Estaba fuera, en el césped. Descalza, con unos pantalones algo sucios y una camisa de su marido anudada por debajo de los pechos, para ventilar el estómago; el sombrero de paja, de ala caída, atado en la barbilla. Tenía esa sensación fantasmagórica y cosquilleante que significa que alguien (quizá) nos está mirando. Un rayo aéreo que salía del primer piso de la Casa del Capitán. Del estudio donde el Dramaturgo tenía una mesa pegada a la ventana.
Me quiere. ¡De verdad! Moriría por mí. Me lo ha dicho
. Le gustaba que su marido la mirase pero no la posibilidad de que estuviera escribiendo sobre ella, porque se decía: «Un escritor ve primero y escribe después. Como la araña violín, que pica porque está en su naturaleza». Cortaba flores para ponerlas en jarrones. Andaba con precaución porque estaba descalza y había objetos inesperados entre la crecida hierba, piezas de juguetes infantiles, trozos de plástico y de metal. Los propietarios de la Casa del Capitán eran personas buenas y amables, un matrimonio mayor que vivía en Boston y alquilaba la casa, pero los inquilinos anteriores habían sido descuidados, incluso guarros, y es posible que con mala idea, porque tiraban huesos en la hierba desde el porche, para que Norma los pisara y se hiciera daño.

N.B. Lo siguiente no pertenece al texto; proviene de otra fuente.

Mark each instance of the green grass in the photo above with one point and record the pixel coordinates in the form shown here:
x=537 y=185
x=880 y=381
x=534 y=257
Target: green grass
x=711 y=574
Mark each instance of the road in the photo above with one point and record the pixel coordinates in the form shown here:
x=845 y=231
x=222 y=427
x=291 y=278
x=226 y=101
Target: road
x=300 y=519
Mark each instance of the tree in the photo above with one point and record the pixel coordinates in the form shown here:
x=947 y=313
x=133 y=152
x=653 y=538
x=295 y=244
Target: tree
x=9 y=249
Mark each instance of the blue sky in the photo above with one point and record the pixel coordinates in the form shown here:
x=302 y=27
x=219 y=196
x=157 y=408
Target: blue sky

¡Pero adoraba el lugar! El viejo caserón que parecía salido de un libro de cuentos se alzaba imponente ante ella, ya que el terreno estaba muy inclinado. La parcela que llegaba hasta el cantil y hasta la playa pedregosa. Le gustaba la paz que había allí. Se podía oír el oleaje y el tráfico de la carretera, pero los ruidos llegaban amortiguados, como con intención protectora. En ningún momento había silencio absoluto. Ningún silencio cortante. Como en aquel hospital del Reino de los Muertos donde había despertado, a miles de kilómetros de distancia. Y donde un médico britano con bata blanca, un desconocido, la contemplaba como si fuera un montón de carne en la mesa de autopsias. Le preguntó con voz muy tranquila si era consciente de lo que le había sucedido; si recordaba la cantidad de barbitúricos que había ingerido; si había tenido intención de causarse un serio perjuicio. La llamaba señorita Monroe. Añadió que había «visto algunas películas suyas».

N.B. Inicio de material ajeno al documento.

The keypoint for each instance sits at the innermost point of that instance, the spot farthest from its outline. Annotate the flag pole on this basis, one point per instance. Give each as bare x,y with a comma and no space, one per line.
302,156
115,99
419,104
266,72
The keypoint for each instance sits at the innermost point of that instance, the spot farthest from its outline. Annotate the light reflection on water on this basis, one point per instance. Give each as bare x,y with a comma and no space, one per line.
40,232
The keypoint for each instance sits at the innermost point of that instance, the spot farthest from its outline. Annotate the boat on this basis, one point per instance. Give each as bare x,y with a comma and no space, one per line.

Ella, en silencio, había negado con la cabeza.
No no no
.
¿Por qué iba a querer morirse? Sin haber tenido el niño, sin haber culminado su vida.
Carlo la había obligado a prometerle, la última vez que habían hablado por teléfono, que lo llamaría, del mismo modo que él la llamaría a ella. Si a alguno de los dos se le ocurría dar lo que Carlo llamaba «el gran paso infantil hacia lo desconocido».